Опасность авангардного мышления не в том, что оно раскрепощает от засилья академических форм, но в том, что оно спрямляет мышление. Касался авангард не только сферы искусств и политики, менялась вся жизнь: мода, привычки, язык. Возник новояз – Честертон и Оруэлл потешались над нелепой речью модников, а в большевистской России уже говорили на кургузом метаязыке, введённом для удобства приказов наркомвоенморов и пролеткультагитаторов. Футуристы, лучисты, супрематисты, дадаисты, нацисты и большевики рвались в будущее, а история семенила за новаторами, по пути теряя всё, что накопила за века. Всё сделалось проще, примитивнее, яснее, ярче: красные против белых, коричневые против красных, чернорубашечники против краснорубашечников.

Хаксли, Замятин, Честертон предсказывали, что упоение авангардом приведёт к тотальному насилию – их антиутопии созданы до Второй мировой как предостережение, а Брэдбери и Оруэлл писали уже на руинах авангардного мира. Фашизм был повержен, но власть тотальной цивилизации пугала наиболее чувствительных интеллигентов. Именно в эти годы, когда упоение авангардом отступило перед ужасом от новшеств, Брэдбери создаёт героя, который живёт в прогрессивной тотальной цивилизации и вдруг находит старую книжицу Шекспира. Цивилизацию нельзя принять, цивилизация упрощает бытие, доводит его до схемы. А если властвует схема – неизбежно опять придёт тиран.

В 70-м выходит книга Олвина Тоффлера «Шок будущего, которая пугает западного читателя. Тоффлер на конкретных примерах показывает, как убывает индивидуальность в мире и как потребление превращает людей в стадо. Выводы сделать легко. Брэдбери (а он фантаст, он предвидит будущее!) предсказал, что одиночки-книгочеи уйдут прочь от цивилизации, наподобие первых христиан скроются в пещерах, оврагах, катакомбах, чтобы там хранить память о прошлом. Этот вопиющий анахронизм, как ни парадоксально звучит, прекрасно сочетался у Брэдбери с описанием полётов в космос. В 60-е годы мечта о «пыльных тропинках далёких планет», казалось бы, должна была отменить тоску по забытой культуре, однако случилось обратное. Именно механистичность цивилизации заставила фантастов посмотреть вспять.

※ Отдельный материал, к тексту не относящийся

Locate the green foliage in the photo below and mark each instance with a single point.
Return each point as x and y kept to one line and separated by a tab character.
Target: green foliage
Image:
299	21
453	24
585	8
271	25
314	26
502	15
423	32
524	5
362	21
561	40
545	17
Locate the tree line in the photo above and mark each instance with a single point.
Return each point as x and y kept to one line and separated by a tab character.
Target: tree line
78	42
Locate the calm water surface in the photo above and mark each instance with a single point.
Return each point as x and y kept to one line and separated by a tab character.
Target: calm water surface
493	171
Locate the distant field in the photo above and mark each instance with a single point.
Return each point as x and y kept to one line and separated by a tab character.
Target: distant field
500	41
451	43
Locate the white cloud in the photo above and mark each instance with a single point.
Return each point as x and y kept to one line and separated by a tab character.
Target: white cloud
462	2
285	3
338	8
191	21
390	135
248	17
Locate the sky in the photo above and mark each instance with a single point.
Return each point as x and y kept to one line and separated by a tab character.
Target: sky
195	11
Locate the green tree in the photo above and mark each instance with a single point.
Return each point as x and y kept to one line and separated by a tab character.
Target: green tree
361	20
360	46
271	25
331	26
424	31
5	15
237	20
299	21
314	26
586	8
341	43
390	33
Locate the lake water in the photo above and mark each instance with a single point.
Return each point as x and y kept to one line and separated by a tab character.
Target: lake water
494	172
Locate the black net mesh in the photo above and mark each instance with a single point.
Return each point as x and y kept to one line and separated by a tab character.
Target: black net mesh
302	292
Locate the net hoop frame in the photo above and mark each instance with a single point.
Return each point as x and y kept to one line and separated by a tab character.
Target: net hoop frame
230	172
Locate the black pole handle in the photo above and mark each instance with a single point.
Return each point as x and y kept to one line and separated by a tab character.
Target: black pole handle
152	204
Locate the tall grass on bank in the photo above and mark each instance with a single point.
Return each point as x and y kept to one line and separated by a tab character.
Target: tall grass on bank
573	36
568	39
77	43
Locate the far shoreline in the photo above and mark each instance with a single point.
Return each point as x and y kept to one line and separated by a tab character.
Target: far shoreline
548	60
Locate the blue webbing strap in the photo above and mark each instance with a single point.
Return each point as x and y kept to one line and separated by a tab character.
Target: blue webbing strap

Айзек Азимов даже придумал специальные законы робототехники, направленные на то, чтобы гуманизировать роботов. В одном из его фантастических детективных романов робот будущего спасает человека, цитируя ему Евангелие. «Марсианские хроники» Брэдбери написаны о том, что на далёкой планете земляне находят то, что потеряли на Земле, – забытое старое искусство, остатки соборов, руины марсианского Возрождения. Клиффорд Саймак пишет «Заповедник гоблинов», в котором выясняется, что сказки и легенды западного Средневековья существуют в далёком будущем.   Так, постепенно, сначала параллельно с научной фантастикой, но потом и сливаясь с ней, возникает новый особенный жанр – так называемое фэнтези, в котором новые миры предстают Земным Средневековьем.

Урсула Ле Гуин, братья Стругацкие, Джордж Мартин и, разумеется, самый характерный из создателей нового увлечения Средневековьем – Джон Толкин.

Уютная и патриархальная Хоббитания из толкинского Средиземья...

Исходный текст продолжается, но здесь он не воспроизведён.